Mais son père, Emmett, continuait de vouloir la contrôler. Un jour, le Dr Callaway se présenta pour lui imposer une prétendue évaluation psychiatrique. Manuel le chassa immédiatement.
Deux jours plus tard, Naomi, l’assistante de Rosalie, s’effondra après avoir bu un chocolat chaud destiné à sa patronne. Un médecin indépendant révéla qu’il contenait une dose dangereuse de sédatif.
— C’était pour moi… murmura Rosalie.
Cette nuit-là, elle conduisit Manuel dans les archives secrètes de sa mère. Une clé cachée ouvrit un coffre contenant des lettres, des relevés bancaires et un mystérieux carnet codé.
Ils découvrirent alors l’impensable : Emmett avait détourné l’héritage de Rosalie et avait également orchestré la ruine de la famille de Manuel.
Pire encore, il préparait leur mort. Rosalie devait disparaître dans un accident, tandis que Manuel serait accusé de l’avoir tuée.
Soudain, l’alarme incendie retentit. Le feu avait été déclenché sous les archives. Quelqu’un les enferma à l’intérieur.
Un plafond s’effondra sur Manuel. Malgré ses blessures, Rosalie souleva la poutre, le libéra et l’aida à s’échapper par un passage secret.

À l’abri, Manuel lui avoua :
— Je t’ai épousée pour sauver ma famille.
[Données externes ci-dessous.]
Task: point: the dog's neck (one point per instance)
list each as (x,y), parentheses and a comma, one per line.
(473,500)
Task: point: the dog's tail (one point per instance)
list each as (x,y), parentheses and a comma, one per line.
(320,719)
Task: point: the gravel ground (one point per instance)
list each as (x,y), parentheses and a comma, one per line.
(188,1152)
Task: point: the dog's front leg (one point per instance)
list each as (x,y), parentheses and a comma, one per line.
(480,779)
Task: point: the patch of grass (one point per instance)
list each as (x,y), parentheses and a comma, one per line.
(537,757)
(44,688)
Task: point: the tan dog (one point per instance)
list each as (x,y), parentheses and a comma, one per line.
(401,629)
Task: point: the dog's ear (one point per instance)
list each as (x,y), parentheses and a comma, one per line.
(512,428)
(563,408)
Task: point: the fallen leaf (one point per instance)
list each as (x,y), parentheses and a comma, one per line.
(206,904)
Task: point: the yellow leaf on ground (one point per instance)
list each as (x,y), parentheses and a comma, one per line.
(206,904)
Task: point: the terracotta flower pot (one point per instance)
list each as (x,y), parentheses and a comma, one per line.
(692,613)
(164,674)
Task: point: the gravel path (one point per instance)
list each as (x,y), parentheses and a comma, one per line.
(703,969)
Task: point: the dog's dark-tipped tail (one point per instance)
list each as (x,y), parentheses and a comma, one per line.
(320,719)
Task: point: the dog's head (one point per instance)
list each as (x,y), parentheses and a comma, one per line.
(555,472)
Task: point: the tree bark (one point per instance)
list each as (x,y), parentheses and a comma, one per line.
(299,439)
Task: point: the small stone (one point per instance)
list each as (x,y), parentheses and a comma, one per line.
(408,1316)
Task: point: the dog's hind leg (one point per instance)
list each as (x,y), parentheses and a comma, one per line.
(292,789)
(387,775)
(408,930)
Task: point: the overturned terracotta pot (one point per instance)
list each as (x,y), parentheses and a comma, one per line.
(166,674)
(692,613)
Mais aujourd’hui, je donnerais tout pour te protéger.
Rosalie l’embrassa.
Plus tard, les preuves furent présentées au tribunal : documents falsifiés, paiements secrets, témoignages et enregistrements. L’un d’eux fit entendre la voix d’Emmett planifiant leur mort.
Il finit par avouer avoir fait éliminer Lorelei, la mère de Rosalie, pour l’empêcher de révéler ses crimes.
Emmett fut arrêté pour fraude, séquestration et tentative de meurtre.
Des mois plus tard, Rosalie récupéra son héritage et Manuel fut enfin innocenté des accusations qui pesaient sur sa famille.
Manuel lui proposa alors l’annulation de leur mariage.
— Tu es libre maintenant.
Rosalie sourit.
— Alors arrête de décider à ma place.
Ils se remarièrent dans une petite chapelle, cette fois par véritable choix.
Rosalie consacra ensuite une partie de sa fortune à aider des femmes victimes de manipulation familiale.
Car elle avait enfin compris une chose : le monstre n’avait jamais été la femme que tout le monde jugeait sur son apparence, mais l’homme qui cachait sa cruauté derrière son nom et sa richesse.